Friday, June 20, 2014

It Looks Like Israel Got A Pretty Good Deal On That Kurdish Oil; Pain At The Pump

It looks like Israel got a pretty good deal on that Kurdish oil. A reader sent me the link. I replied:
Very, very interesting. Sometime ago I started a page on my blog for "The Big Stories" to track some of these major changes in alliances due to energy. This is a pretty big story: one might be starting to see a Kurdish-Turkish-Israeli alliance. Some time ago Turkey and Israel got a bit close diplomatically but the fundamentalists in Turkey will create problems for Israel-Turkey. The story points out that Israel is growing more distrustful of the US as President Obama seems to be drawing closer to Iran in the past few months.
Those sanctions? Really?

Meanwhile, $5 Gasoline

Yahoo!Finance is reporting:
There was a burst of media attention this week around the fact that today’s national average price of $3.69 per gallon for unleaded regular is the highest for this time of year since the grim economic days of 2008, as pump prices have edged higher with world oil prices amid violent unrest in Iraq. Yet better average gas mileage, higher wages and a dramatic decline in miles driven since 2008 means a further climb in gas prices probably wouldn’t pinch consumers noticeably unless it reached the new “pain point” of about $4.25 a gallon. 
[Of course, in many parts of the country prices already far exceed $4. This analysis is based on national average prices, which are the key to gauging broad economic effects.]
Jack Ablin, chief investment officer of BMO Private Bank in Chicago, attempts to integrate gas prices, fuel efficiency and prevailing wages to compare the impact of gasoline prices on households across the decades. To do so, he calculates how many miles of driving could be “bought” with the national median hourly wage. He estimates that, since the 1970s, gasoline prices have inflicted serious pain on consumers only when the average hourly wage can purchase fewer than 150 miles of driving. 
An hour’s work earned less than 150 miles on the road for much of 2007 and 2008, as the recession took hold amid record-high energy costs. From 1979 through 1982 – the classic “oil shock” years – things were considerably worse. At one point around 1980, an hour’s wages typically got you 100 miles (in a far thirstier vehicle) on the road. In the late ‘90s, the oil bust tax cut meant drivers “earned” up to 270 miles in an hour. 
As of this week, Ablin figures, “motorists can travel 168 miles” on the gross amount earned through an hour of work.  Assuming the median hourly wage today of $20.65 and typical light-vehicle gas mileage of 30 miles per gallon, that 150 mile threshold gas price sits at a national average price of $4.13 a gallon – or about 12% above current prices. This implies the U.S. economy still has a decent cushion against a substantial drag on consumer vitality – especially if recently emerging signs of wage growth carry forward.
The other thing to consider is the "delta" between $2.99 (okay, $3.00/gallon) and $4.00/gallon).

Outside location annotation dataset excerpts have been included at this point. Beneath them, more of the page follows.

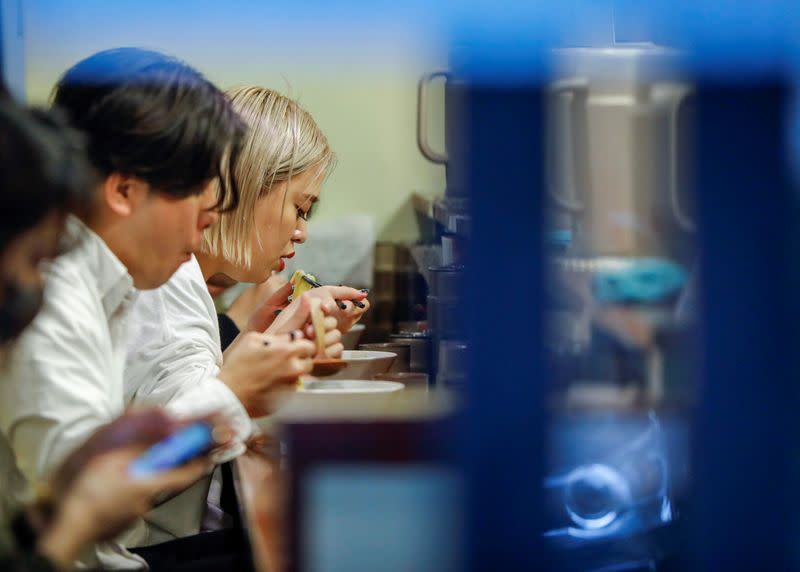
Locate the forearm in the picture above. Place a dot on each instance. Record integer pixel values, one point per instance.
(66, 537)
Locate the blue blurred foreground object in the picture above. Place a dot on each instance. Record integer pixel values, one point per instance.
(180, 447)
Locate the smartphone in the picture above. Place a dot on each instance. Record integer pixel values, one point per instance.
(180, 447)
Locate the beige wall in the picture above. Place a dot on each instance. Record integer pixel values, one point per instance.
(363, 96)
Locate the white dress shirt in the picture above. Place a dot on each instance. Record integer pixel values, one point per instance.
(174, 353)
(174, 356)
(64, 374)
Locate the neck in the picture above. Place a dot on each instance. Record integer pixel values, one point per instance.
(117, 238)
(209, 264)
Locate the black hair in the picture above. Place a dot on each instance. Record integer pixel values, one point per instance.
(43, 169)
(154, 117)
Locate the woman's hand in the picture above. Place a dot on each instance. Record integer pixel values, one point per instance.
(337, 301)
(349, 304)
(255, 309)
(256, 366)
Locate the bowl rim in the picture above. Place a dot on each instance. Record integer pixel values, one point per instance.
(378, 355)
(376, 386)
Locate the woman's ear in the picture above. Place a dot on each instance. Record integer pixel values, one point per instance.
(122, 193)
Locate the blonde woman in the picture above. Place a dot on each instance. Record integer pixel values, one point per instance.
(175, 359)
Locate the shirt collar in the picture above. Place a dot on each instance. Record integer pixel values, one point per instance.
(111, 276)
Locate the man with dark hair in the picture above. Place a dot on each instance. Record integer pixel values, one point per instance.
(159, 134)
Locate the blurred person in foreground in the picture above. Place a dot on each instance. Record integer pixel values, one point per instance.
(90, 497)
(157, 135)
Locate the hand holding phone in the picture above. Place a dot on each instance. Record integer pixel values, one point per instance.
(180, 447)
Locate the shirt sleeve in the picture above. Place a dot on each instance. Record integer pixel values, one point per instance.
(58, 390)
(174, 354)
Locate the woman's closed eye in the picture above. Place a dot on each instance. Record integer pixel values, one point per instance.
(305, 214)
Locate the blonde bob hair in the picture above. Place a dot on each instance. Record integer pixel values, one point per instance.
(282, 141)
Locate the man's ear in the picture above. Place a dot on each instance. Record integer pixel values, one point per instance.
(122, 193)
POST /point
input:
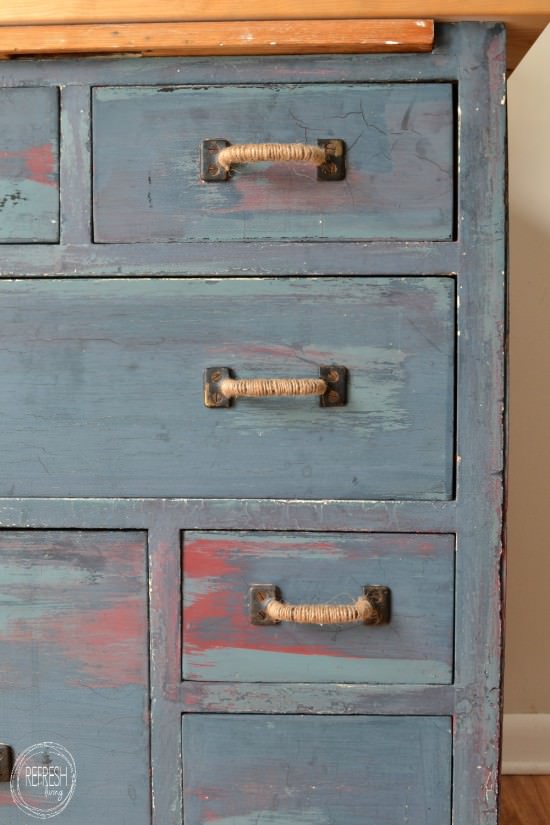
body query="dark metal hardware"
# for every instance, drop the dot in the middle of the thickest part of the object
(378, 595)
(334, 376)
(333, 168)
(6, 762)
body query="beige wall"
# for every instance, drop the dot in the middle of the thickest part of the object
(527, 674)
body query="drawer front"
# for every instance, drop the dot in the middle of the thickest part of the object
(74, 669)
(220, 642)
(399, 163)
(300, 770)
(103, 388)
(29, 165)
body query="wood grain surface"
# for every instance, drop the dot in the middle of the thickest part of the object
(81, 11)
(316, 770)
(221, 644)
(104, 387)
(524, 21)
(74, 666)
(399, 141)
(525, 800)
(216, 37)
(29, 165)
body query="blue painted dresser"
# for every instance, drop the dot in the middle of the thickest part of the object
(150, 523)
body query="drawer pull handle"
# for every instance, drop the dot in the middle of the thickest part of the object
(220, 387)
(267, 607)
(218, 156)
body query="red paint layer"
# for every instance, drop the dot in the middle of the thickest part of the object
(40, 164)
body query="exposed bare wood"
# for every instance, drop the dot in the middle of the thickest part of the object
(525, 800)
(253, 37)
(104, 11)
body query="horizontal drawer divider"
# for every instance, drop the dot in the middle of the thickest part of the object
(229, 514)
(333, 699)
(232, 258)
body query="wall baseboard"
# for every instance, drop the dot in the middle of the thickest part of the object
(526, 743)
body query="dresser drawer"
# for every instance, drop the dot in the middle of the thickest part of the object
(74, 670)
(300, 770)
(103, 388)
(398, 163)
(29, 165)
(221, 642)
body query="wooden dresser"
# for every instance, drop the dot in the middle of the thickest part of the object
(152, 522)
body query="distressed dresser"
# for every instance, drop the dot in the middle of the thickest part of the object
(232, 608)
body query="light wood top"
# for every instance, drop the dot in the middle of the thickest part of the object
(525, 21)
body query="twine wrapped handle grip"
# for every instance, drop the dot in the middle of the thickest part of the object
(267, 607)
(219, 156)
(220, 387)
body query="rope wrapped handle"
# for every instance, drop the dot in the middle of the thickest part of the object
(361, 611)
(219, 156)
(221, 388)
(258, 152)
(268, 607)
(265, 387)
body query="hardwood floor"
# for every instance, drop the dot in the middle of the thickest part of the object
(525, 800)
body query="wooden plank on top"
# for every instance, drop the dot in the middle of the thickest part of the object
(228, 37)
(141, 11)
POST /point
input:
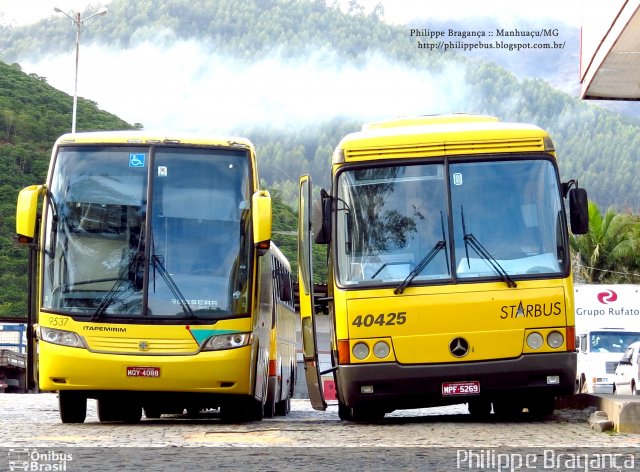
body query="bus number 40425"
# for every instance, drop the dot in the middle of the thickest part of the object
(383, 319)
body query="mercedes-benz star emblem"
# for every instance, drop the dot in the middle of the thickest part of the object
(459, 347)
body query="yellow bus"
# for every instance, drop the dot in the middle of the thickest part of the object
(449, 269)
(154, 284)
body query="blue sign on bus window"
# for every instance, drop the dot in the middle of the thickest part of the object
(136, 160)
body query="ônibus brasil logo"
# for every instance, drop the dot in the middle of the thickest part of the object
(608, 296)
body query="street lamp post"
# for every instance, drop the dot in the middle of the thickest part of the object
(77, 22)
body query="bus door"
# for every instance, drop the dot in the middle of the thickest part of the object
(307, 302)
(27, 227)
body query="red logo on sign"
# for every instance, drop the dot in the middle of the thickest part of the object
(608, 296)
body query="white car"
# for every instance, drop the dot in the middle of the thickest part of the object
(628, 371)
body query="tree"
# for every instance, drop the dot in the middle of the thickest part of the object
(605, 251)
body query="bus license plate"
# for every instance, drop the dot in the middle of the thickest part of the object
(143, 371)
(471, 387)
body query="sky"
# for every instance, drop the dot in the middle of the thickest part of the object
(397, 11)
(204, 92)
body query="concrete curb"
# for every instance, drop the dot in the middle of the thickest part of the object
(622, 410)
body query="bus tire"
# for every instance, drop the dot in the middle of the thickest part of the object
(72, 406)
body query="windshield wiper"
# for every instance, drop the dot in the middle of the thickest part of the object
(157, 264)
(111, 294)
(470, 240)
(440, 245)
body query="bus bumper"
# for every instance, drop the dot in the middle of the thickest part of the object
(224, 372)
(391, 386)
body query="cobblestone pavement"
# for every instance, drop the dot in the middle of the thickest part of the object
(32, 421)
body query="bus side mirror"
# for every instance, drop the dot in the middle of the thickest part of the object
(323, 236)
(285, 287)
(261, 219)
(578, 211)
(27, 213)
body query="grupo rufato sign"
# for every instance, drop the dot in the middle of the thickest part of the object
(607, 306)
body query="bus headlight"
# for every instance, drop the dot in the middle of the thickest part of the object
(535, 341)
(360, 351)
(555, 339)
(381, 349)
(227, 341)
(63, 338)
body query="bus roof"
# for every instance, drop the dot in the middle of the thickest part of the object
(439, 135)
(149, 137)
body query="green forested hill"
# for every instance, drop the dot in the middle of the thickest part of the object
(598, 147)
(32, 116)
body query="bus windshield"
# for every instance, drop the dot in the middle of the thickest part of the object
(393, 223)
(139, 232)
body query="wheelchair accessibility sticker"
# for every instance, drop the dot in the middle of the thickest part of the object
(136, 160)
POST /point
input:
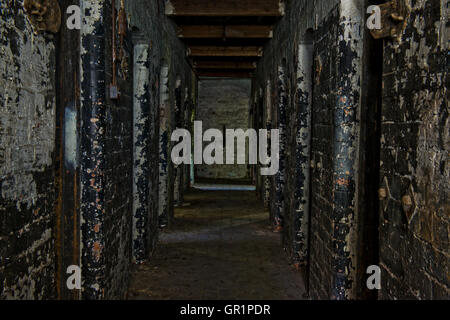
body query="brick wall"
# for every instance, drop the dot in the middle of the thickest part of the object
(27, 141)
(223, 104)
(414, 243)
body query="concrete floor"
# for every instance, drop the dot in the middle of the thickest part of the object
(219, 247)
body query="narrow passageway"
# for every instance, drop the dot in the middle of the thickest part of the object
(220, 246)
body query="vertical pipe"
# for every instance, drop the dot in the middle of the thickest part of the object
(280, 176)
(141, 151)
(178, 185)
(302, 151)
(345, 153)
(93, 121)
(163, 213)
(268, 179)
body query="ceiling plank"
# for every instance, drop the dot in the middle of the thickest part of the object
(220, 32)
(210, 51)
(224, 74)
(225, 8)
(240, 65)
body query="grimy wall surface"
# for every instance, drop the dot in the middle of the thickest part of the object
(27, 151)
(415, 216)
(67, 150)
(132, 198)
(366, 95)
(223, 104)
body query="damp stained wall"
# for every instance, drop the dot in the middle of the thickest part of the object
(27, 146)
(414, 241)
(223, 103)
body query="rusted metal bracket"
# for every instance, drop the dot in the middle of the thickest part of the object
(394, 18)
(44, 15)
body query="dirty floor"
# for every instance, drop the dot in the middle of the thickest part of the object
(219, 247)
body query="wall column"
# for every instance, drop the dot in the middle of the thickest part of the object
(302, 152)
(345, 154)
(93, 122)
(141, 150)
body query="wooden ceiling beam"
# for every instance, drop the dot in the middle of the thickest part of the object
(241, 65)
(225, 8)
(229, 31)
(224, 74)
(210, 51)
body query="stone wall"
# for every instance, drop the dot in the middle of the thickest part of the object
(27, 151)
(414, 225)
(223, 104)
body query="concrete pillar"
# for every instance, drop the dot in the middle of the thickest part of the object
(179, 124)
(280, 176)
(268, 179)
(164, 108)
(141, 151)
(92, 162)
(302, 151)
(345, 153)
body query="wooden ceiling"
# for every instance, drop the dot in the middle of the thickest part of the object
(225, 38)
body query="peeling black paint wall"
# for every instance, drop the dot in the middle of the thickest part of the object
(414, 158)
(148, 18)
(27, 157)
(326, 242)
(108, 139)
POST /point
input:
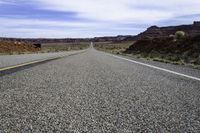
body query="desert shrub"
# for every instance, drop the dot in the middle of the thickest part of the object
(179, 34)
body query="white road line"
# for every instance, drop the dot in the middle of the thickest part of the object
(158, 68)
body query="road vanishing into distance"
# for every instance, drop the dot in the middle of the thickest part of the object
(93, 91)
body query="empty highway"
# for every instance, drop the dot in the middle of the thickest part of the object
(96, 92)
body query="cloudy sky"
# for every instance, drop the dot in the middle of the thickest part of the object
(89, 18)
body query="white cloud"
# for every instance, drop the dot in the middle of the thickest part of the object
(124, 10)
(105, 17)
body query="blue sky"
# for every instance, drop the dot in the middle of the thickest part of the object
(90, 18)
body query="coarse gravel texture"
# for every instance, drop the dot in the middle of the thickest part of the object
(94, 92)
(10, 60)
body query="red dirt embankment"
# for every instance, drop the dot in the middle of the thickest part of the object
(9, 47)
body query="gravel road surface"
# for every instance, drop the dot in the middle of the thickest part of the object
(10, 60)
(94, 92)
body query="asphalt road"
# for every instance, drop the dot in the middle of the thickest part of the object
(96, 92)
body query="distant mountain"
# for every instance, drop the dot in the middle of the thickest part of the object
(159, 32)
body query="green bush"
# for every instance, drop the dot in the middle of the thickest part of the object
(179, 34)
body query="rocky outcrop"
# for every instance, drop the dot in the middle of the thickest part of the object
(159, 32)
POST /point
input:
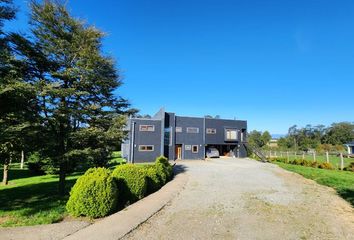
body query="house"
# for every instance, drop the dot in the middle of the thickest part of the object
(350, 147)
(178, 137)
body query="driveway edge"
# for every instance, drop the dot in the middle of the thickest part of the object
(123, 222)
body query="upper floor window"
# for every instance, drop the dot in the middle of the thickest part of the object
(230, 134)
(147, 128)
(211, 131)
(192, 130)
(146, 148)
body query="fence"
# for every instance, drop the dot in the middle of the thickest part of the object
(337, 159)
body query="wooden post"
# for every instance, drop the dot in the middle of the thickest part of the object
(327, 157)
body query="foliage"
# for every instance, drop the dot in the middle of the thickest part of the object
(153, 179)
(164, 169)
(131, 181)
(73, 83)
(94, 194)
(259, 139)
(328, 166)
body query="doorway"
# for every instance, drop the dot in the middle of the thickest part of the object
(178, 151)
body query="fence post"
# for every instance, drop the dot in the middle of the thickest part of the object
(327, 157)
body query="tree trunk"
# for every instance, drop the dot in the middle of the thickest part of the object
(62, 175)
(22, 159)
(6, 171)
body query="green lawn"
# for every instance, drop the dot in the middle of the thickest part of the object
(341, 181)
(321, 158)
(32, 200)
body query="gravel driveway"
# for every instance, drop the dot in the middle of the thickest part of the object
(245, 199)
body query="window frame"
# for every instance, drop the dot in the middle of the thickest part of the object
(147, 128)
(193, 146)
(146, 146)
(230, 130)
(211, 131)
(188, 130)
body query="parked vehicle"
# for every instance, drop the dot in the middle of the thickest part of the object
(212, 153)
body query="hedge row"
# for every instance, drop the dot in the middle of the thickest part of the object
(100, 192)
(306, 163)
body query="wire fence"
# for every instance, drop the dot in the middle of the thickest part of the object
(337, 159)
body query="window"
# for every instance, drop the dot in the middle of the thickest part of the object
(211, 131)
(146, 148)
(147, 128)
(194, 148)
(230, 134)
(192, 130)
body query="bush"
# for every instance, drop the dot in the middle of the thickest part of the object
(326, 166)
(350, 167)
(153, 179)
(35, 164)
(131, 181)
(164, 169)
(94, 194)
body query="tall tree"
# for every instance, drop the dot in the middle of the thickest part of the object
(75, 82)
(17, 105)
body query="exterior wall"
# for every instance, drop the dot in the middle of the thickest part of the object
(147, 138)
(219, 138)
(190, 139)
(170, 125)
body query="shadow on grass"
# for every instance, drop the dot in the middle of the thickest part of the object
(34, 198)
(347, 194)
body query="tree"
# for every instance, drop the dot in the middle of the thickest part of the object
(17, 105)
(339, 133)
(75, 83)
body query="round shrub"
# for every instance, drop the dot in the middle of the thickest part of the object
(164, 169)
(94, 194)
(326, 166)
(153, 179)
(131, 182)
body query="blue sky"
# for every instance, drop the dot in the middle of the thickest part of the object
(273, 63)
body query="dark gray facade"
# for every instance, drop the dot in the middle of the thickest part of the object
(178, 137)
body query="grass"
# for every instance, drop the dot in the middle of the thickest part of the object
(32, 200)
(341, 181)
(334, 160)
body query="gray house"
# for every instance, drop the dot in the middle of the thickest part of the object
(178, 137)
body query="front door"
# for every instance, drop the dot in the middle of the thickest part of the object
(178, 151)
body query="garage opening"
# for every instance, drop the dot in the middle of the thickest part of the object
(224, 150)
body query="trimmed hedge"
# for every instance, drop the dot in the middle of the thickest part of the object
(164, 169)
(94, 194)
(153, 179)
(131, 181)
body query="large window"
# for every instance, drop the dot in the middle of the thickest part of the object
(192, 130)
(211, 131)
(147, 128)
(146, 148)
(195, 149)
(230, 134)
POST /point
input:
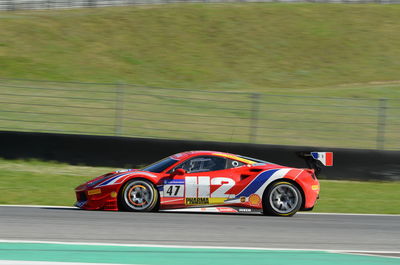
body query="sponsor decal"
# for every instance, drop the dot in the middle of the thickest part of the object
(80, 204)
(254, 199)
(315, 187)
(94, 192)
(197, 201)
(203, 200)
(174, 188)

At 12,000 miles/year divided by 30 mpg = 400 gallons. At $3.00 / gallon, we have $1,200. At $4.00 / gallon, we have $1,600 over 12 months or an extra $33/month in gasoline expenses. If one drives more than 12,000 miles / year and gets less than 30 mpg, that's one's choice in most cases. There are many folks in the big urban cities on the east coast that do not even own a car, or very seldom drive their car. 

Folks working minimum wage jobs should live close enough to work to minimize their driving expenses.